ZwickyTransientFacility / scope-ml

SCoPe: ZTF source classification project
https://zwickytransientfacility.github.io/scope-docs/
MIT License
9 stars 48 forks source link

Compare DNN and XGB results #151

Open bfhealy opened 2 years ago

bfhealy commented 2 years ago

Once DNN training is complete, we should begin our inference on the same fields as analyzed by the XGB algorithm to compare the results from each. The comparison may identify areas of improvement for one or both algorithms. We can then expand inference to all fields.

bfhealy commented 2 years ago

@markkennedy3 Once all 20 fields of DNN inference are available, could you please remake your multi-panel comparison plot from a few months ago?

mkenne15 commented 2 years ago

Will do. Do you want me to include the notebooks for producing them in scope? Maybe in the tools dir?

bfhealy commented 2 years ago

That sounds like a good idea, thanks!

mkenne15 commented 1 year ago

Are the DR5 predictions for the XGB model the ones we'd like to compare the current DNN results to? If so, I've recreated the plot I sent to you a few months ago, but replaced the DNN results with those from the 20 fields predictions (attached). I've had to do a bit of massaging as the msms column in the XGB results is now called emsms in the DNN table.

XGB_vs_DNN_Distributions

bfhealy commented 1 year ago

Thanks Mark, this is a very helpful visualization! I think the existing DR5 XGB predictions are the ones we should compare to the new DNN results.

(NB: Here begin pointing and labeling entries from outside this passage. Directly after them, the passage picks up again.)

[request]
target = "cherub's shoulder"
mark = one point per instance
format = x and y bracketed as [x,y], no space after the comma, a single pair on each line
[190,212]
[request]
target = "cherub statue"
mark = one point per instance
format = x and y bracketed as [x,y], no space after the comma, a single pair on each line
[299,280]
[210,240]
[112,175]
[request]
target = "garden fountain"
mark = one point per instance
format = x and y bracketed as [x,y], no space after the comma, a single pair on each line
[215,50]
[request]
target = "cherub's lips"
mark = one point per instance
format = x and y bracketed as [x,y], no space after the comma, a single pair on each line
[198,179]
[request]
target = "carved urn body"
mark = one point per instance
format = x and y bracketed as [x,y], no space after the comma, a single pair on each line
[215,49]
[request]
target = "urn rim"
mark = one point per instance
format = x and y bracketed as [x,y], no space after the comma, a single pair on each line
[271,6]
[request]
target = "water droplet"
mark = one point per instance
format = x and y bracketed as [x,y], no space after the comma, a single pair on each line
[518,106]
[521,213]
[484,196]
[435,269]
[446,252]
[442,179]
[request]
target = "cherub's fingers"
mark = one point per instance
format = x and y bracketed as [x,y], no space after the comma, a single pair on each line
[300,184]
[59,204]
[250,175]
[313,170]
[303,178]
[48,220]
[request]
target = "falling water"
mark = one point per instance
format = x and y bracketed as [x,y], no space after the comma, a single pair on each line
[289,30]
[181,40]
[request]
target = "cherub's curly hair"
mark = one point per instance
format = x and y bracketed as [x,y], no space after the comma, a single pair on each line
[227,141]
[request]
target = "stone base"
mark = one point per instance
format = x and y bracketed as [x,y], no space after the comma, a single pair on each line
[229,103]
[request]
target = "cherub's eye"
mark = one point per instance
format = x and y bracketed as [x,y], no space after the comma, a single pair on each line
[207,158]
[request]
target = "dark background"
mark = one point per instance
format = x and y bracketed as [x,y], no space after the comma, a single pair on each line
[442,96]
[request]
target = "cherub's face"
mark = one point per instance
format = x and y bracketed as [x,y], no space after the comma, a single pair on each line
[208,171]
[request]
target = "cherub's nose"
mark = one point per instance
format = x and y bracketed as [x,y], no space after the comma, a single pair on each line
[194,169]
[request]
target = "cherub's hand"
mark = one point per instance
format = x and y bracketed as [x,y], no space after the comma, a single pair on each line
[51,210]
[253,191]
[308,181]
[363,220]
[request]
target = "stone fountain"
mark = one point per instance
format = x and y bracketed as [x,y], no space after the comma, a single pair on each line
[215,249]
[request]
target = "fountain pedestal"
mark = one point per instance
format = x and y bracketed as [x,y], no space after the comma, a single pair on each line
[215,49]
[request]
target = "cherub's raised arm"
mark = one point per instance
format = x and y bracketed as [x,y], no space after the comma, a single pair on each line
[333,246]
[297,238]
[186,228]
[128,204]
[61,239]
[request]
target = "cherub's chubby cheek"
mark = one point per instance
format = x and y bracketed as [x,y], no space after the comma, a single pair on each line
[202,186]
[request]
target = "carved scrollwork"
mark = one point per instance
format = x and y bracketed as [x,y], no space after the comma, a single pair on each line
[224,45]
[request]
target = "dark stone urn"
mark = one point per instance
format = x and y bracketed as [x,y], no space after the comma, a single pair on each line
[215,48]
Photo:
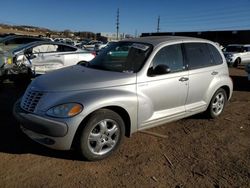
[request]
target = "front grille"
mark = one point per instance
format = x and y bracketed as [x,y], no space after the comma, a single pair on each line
[30,100]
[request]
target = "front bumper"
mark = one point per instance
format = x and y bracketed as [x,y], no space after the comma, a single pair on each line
[50,133]
[39,124]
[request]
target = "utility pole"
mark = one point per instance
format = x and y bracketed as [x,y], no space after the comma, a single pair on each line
[158,24]
[117,24]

AshishMahabal commented 1 year ago

Thanks, Mark. Can you clarify which objects are shown in the plots? For instance, in the VNV plot the XGB column is close to one while the DNN column is close to 0. Also, the binwidths for XGB and DNN seem to be diferent.

mkenne15 commented 1 year ago

Hey Ashish. Each figure plots the histogram of probabilities that either the XGB or DNN has assigned to all objects that each classifier has seen, for all of the different classifications. The binwidths are indeed different, at the moment I'm just letting numpy automatically determine the appropriate binwidths for each class.

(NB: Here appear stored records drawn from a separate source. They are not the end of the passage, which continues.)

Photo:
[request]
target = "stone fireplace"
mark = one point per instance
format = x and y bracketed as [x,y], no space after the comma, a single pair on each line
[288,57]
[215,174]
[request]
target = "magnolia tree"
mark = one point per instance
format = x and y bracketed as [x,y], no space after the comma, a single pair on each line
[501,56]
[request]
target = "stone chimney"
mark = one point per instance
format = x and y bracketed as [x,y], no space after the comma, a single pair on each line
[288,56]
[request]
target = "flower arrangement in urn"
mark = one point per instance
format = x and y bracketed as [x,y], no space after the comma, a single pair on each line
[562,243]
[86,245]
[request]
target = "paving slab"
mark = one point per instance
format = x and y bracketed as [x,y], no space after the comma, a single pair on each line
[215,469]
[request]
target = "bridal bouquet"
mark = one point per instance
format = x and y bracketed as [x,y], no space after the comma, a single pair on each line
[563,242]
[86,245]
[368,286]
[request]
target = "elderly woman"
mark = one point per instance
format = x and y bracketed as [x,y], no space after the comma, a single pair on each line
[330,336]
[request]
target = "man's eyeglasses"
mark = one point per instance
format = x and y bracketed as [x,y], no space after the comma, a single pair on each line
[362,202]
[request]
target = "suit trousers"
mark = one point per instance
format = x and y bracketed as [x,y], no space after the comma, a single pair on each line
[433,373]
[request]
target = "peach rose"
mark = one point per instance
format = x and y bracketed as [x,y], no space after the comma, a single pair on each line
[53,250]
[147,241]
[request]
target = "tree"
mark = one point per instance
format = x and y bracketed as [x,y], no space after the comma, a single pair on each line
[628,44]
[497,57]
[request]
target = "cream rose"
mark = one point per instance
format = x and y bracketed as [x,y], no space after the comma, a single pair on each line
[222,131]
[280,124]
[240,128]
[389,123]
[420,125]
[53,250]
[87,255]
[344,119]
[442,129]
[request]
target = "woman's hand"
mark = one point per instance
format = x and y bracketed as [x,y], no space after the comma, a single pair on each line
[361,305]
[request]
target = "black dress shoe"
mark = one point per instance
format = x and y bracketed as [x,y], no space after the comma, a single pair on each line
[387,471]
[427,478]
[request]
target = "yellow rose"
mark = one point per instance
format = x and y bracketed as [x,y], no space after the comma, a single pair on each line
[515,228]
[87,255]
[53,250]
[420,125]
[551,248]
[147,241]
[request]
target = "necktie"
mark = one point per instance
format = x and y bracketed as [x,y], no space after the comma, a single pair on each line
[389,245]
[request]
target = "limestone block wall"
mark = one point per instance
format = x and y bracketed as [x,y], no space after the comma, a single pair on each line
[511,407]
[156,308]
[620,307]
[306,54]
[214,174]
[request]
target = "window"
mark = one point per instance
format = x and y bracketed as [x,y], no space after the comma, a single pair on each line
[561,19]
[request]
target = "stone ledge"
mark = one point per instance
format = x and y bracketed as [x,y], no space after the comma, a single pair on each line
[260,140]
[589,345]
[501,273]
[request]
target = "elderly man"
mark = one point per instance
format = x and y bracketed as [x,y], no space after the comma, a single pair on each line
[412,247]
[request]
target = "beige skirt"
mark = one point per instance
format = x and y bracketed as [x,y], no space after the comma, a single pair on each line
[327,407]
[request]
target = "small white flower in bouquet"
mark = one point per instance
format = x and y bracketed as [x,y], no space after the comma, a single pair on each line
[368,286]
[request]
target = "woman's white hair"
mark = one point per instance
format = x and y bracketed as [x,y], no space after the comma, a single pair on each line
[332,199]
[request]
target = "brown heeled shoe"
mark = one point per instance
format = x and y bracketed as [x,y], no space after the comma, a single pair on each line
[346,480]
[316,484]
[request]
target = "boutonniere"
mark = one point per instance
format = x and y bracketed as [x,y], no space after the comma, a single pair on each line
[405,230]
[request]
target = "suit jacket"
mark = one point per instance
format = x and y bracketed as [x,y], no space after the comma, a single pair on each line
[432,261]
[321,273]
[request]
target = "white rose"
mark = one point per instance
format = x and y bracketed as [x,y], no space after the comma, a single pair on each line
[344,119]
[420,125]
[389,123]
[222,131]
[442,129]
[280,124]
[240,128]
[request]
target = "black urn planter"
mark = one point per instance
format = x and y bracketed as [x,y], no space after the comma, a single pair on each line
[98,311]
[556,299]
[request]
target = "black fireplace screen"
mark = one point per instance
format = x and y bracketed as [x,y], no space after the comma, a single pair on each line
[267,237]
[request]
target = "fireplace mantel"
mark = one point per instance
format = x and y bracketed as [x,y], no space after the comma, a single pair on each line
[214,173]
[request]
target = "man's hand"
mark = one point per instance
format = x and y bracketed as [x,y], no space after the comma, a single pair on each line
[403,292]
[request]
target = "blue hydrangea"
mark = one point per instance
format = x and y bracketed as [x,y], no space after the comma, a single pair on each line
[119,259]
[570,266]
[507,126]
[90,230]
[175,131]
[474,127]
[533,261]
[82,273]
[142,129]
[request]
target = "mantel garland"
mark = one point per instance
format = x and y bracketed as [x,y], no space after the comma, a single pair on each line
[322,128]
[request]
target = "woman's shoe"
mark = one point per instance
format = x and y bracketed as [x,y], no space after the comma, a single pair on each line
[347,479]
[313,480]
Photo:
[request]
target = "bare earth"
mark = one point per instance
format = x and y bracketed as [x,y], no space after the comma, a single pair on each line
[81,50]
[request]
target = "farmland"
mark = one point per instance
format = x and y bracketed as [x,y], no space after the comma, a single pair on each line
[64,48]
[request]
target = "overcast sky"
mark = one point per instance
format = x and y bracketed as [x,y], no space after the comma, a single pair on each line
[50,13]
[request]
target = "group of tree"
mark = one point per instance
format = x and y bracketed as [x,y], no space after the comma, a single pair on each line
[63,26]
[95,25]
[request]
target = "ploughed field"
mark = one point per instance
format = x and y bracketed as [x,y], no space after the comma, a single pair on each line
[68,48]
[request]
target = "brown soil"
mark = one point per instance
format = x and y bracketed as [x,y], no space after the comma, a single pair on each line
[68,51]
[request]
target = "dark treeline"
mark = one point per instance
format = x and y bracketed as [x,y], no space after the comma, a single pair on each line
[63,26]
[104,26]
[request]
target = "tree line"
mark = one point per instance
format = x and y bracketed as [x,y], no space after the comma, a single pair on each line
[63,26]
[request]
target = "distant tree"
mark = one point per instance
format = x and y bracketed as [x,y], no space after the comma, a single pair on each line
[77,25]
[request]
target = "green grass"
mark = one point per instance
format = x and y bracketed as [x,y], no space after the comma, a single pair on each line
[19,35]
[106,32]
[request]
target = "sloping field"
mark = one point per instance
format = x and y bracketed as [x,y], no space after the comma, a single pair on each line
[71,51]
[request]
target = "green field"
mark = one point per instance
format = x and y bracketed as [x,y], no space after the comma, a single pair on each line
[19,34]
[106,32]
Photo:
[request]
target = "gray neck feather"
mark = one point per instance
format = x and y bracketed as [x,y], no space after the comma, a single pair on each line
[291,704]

Also, as you highlighted, there are some peculiar behaviours occurring here. As you higlighted, vnv is very different between the XGB and DNN classifiers (for the XGB just about everything is classified as a VNV, while nothing is when using the DNN). I think the distribution for the DNN makes sense to me, as these results are after running the DNN on 20 fields, and we'd expect the majority of objects to be non-variable assuming we were classifying absolutely every object in those 20 fields (and not just selecting variable objects and classifying them - Brian maybe you could clarify?). I need to think a bit more about the XGB distribution, but other panels suggest the XGB is struggling anyway (consider YSO's, where it thinks every object should have a minimum 33% change of being a YSO!)

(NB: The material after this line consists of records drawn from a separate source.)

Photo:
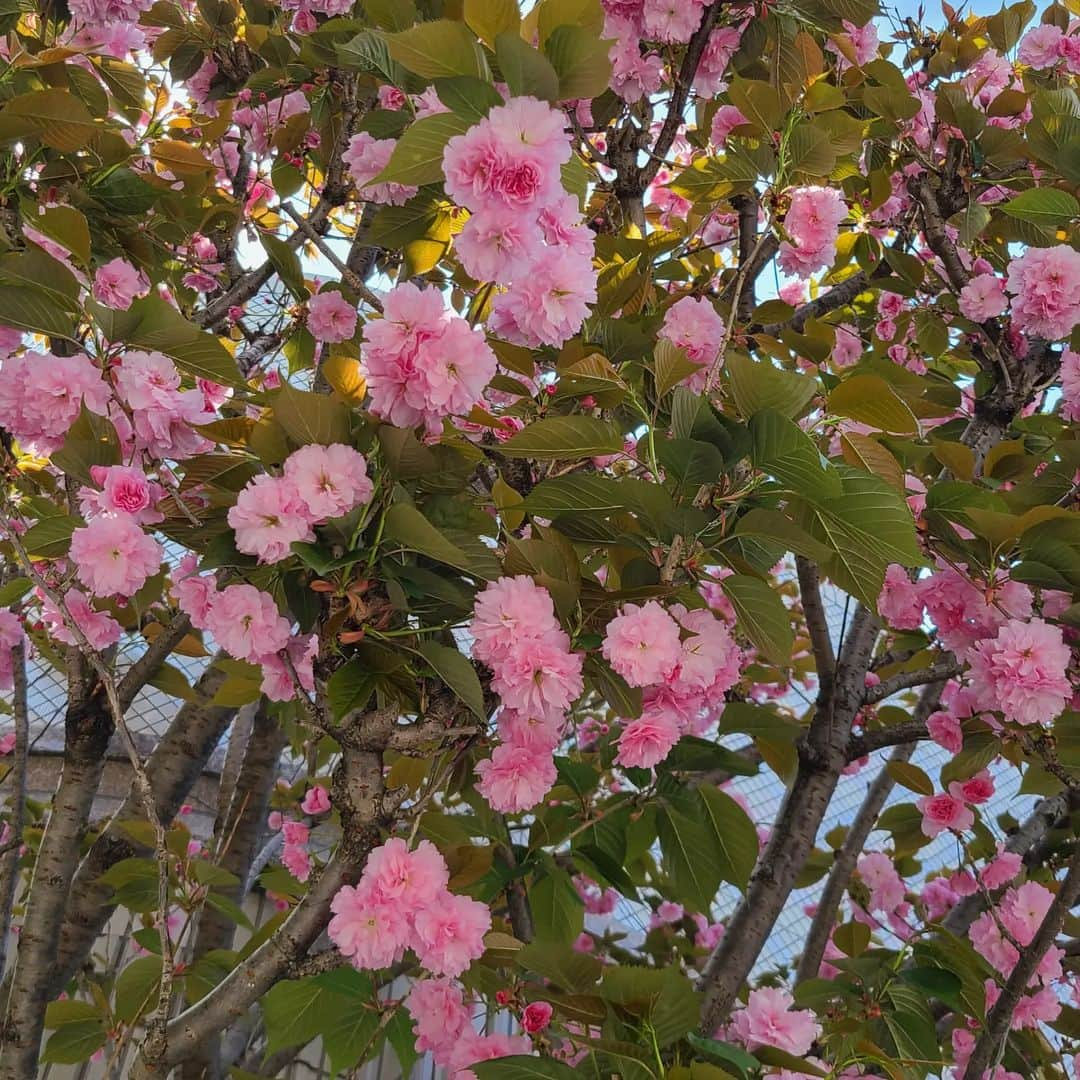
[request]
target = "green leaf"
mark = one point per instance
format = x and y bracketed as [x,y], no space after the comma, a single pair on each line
[286,262]
[293,1011]
[562,964]
[150,323]
[734,837]
[565,437]
[417,159]
[51,537]
[408,527]
[868,527]
[308,417]
[763,617]
[557,909]
[910,777]
[734,1058]
[457,673]
[524,1067]
[580,59]
[869,400]
[75,1042]
[524,69]
[757,386]
[349,688]
[55,117]
[91,441]
[136,989]
[437,50]
[488,18]
[470,98]
[1045,207]
[781,448]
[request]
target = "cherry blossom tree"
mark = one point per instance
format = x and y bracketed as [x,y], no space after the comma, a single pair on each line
[481,404]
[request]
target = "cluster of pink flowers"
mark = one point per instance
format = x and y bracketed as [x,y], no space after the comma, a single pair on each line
[41,394]
[1047,45]
[11,635]
[331,316]
[443,1025]
[995,935]
[318,483]
[693,325]
[1018,664]
[246,623]
[422,362]
[1022,672]
[162,415]
[365,159]
[402,902]
[524,230]
[812,223]
[1045,287]
[768,1020]
[112,555]
[118,283]
[684,680]
[983,297]
[537,676]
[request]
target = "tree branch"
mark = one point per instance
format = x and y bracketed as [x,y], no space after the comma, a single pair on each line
[935,673]
[990,1042]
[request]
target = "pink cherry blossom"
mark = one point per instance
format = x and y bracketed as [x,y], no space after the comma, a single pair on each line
[812,224]
[692,325]
[331,316]
[728,117]
[331,481]
[412,879]
[1070,385]
[900,602]
[118,283]
[945,730]
[268,517]
[439,1015]
[41,394]
[879,875]
[548,306]
[1022,672]
[768,1020]
[643,644]
[1000,869]
[449,934]
[942,812]
[1040,48]
[537,1016]
[515,778]
[365,159]
[647,741]
[1045,283]
[315,800]
[370,932]
[113,556]
[1023,908]
[509,609]
[11,635]
[246,623]
[99,629]
[983,298]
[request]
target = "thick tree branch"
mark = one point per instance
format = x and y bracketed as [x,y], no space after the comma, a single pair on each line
[680,94]
[854,842]
[905,680]
[990,1043]
[9,862]
[173,768]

AshishMahabal commented 1 year ago

Density plots with variable binwidths can be an issue. Can you produce pure histograms for one or two (vnv and yso would be great since you named those). So, numeric y-axis rather than density. In fact it could be worth plotting XGB and DNN in two separate panels so that a side-by-side comparison can be done.

mkenne15 commented 1 year ago

Hey Ashish. Do you mean something like this? (I haven't done side-by-side, but rather just set up separate y-axes to allow for easier comparisons.

VNV_probabilities

mkenne15 commented 1 year ago

As a quick follow up, I've recreated the plots, but filtered the DNN results to remove any object where P(VNV)<0.9, such that we can better see when an object is being classified as variable, what the probabilities of the it belonging to one of the other classes are coming out as. (This probably makes more sense to look at than the previous large panel plot, as the spikes at 0 for each class when looking at the DNN results are due to non-variable sources).

XGB_vs_DNN_Distributions_vnv

bfhealy commented 1 year ago

Thanks Mark - I can confirm that the DNN 20-field classifications are performed on all sources in each field, not just those previously identified as variable. Thus it could make sense for many of the results to be labeled as non-variable, especially if the training set for the vnv classifier has any bias toward the brighter sources in a field:

While the mean Gaia G mag of variable sources in the current training set is ~16.9, my examination of a few fields finds a mean G mag ~18.3. The fainter variable sources in these fields may not be picked up by the vnv classifier due to added noise in their light curves.

Related, a challenge with AGN/YSO is their tendency to display stochastic variability that can be confused with noise for faint sources. It is possible that many faint variables that are not intrinsically AGN/YSO are being classified as such because the training doesn't establish a clear enough distinction between faint variables and true AGN/YSO.